林澤以為是白灰,伸手去撲打,方遠往後閃,卻沒避開林澤的手。
林澤的手碰到一團棉絮,他趕緊把方遠拽到稍微亮一點的地方仔細看,只見方遠的棉衣上有幾道鋒利的劃痕,棉絮都漏了出來,像被刀子劃開的,有些刀口的位置像被開膛破肚的狗魚,只剩黑色的一層棉布。

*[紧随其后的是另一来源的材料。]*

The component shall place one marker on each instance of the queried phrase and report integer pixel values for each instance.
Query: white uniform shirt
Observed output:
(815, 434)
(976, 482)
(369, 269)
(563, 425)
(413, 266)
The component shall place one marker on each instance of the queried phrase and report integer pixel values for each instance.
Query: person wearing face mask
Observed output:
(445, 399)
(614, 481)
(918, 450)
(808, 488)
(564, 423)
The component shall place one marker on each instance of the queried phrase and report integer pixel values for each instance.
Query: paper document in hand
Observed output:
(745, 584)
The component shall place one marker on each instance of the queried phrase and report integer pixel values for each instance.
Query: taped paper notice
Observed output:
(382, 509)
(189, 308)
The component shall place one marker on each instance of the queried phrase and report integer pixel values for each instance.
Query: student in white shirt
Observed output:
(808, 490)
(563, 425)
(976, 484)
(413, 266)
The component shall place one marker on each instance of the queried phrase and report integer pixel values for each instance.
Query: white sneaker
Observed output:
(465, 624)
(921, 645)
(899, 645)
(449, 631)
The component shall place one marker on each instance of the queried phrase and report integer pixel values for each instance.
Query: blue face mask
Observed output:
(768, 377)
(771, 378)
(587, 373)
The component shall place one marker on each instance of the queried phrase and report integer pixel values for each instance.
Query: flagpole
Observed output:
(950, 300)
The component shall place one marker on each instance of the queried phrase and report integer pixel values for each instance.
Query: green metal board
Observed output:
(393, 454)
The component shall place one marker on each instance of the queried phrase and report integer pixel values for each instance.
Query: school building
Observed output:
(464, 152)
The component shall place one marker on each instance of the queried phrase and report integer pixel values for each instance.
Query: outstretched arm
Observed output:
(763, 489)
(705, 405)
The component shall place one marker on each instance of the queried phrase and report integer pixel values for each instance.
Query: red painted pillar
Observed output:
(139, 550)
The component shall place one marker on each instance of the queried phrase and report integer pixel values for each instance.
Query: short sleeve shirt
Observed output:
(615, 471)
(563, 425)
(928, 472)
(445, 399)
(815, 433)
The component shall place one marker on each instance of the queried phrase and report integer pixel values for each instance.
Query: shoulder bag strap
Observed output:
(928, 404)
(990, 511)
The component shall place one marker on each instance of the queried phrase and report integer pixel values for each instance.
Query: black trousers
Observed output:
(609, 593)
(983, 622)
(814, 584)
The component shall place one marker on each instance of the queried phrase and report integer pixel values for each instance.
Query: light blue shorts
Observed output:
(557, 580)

林澤這才發現方遠渾身冷得打哆嗦,帽子也沒戴。他連忙把自己皮毛一體的大衣脫下來裹在方遠身上,還貼心的把大衣上的毛領立起來,包住方遠凍僵的耳朵和臉,自己則忍受著鑽骨的寒冷。
“在學校打架了?”
方遠仍低著頭不吱聲,眼淚像黃豆一般吧嗒吧嗒往下掉。他似乎對自己像個小女生一般哭哭啼啼的行為很是厭惡,卻又無法讓眼淚倒回肚子裡去,賭氣似的用袖子使勁摩擦著眼睛,他用帶著哭腔的語調大聲否認:“沒有!”

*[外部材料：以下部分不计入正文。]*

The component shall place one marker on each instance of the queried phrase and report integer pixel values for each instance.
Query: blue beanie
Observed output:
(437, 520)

林澤知道他在撒謊,也知道這個年齡的孩子自尊心太強,於是心平氣和地說:“你遇到什麼事,可以跟大哥說,大哥替你出頭。”
方遠身上裹著帶林澤體溫的大衣,凍僵的身體稍微恢復一點知覺,他立即脫下大衣往林澤身上扔。
“我不用你管!”
大衣掉在兩人腳面上,林澤看了看,語氣轉冷:“撿起來!”
方遠愣了一下。
見他沒動,林澤又提高語氣說:“我讓你撿起來!”
從第一次來師父偏頭家認識方遠起,他就把這個會抖點小機靈還有些自來熟的少年當成自己弟弟。
他是獨生子,小時候跟別的孩子打架他總是挨欺負那個,因為他沒有兄弟姐妹給他出頭。
因此,他對這個比他小六歲的孩子十分親切。
師父被害以後,他更是心疼這個弟弟,時不時地去學校給他送零食和文具,還偷偷往他校服兜裡塞錢。
雖然他從方遠的班任那裡聽說過這孩子不愛學習,上課溜號,常跟人打架,屢教不改之類的壞習慣,可他從沒當師孃面前告過狀,也沒批評過方遠。
他總是聯想起自己上學那會兒,哪個男孩子的青春期時不這樣?他那時候還把總告他狀的班長垂到屁股的長頭髮綁在凳子橫杆上過呢!
他只是想小小的懲罰她一下,讓她在班級裡出醜。沒想到這女生氣性太大,竟然當場拿裁紙的剪刀把頭髮給剪了,又去班任那裡告狀。
結果他被罰站半學期,每次班長趾高氣揚地從他身邊過去,他都恨得牙癢癢,卻無可奈何——他屁股上的柳條印還在呢!
女生的父母看到女兒從小到大都沒剪過的頭髮竟然被糟蹋成這樣,氣得找到林澤家裡,林澤少不了被一頓胖揍。老林用柳條抽的時候自己也心疼,說:“你招惹誰不好,偏去招惹劉處長家的女兒!”
從那以後林澤算是長了記性,一看到班長那張好似鄉里婦女主任調解家庭矛盾時擺出的說教臉孔,他屁股蛋子上的肉就一抽一抽的疼。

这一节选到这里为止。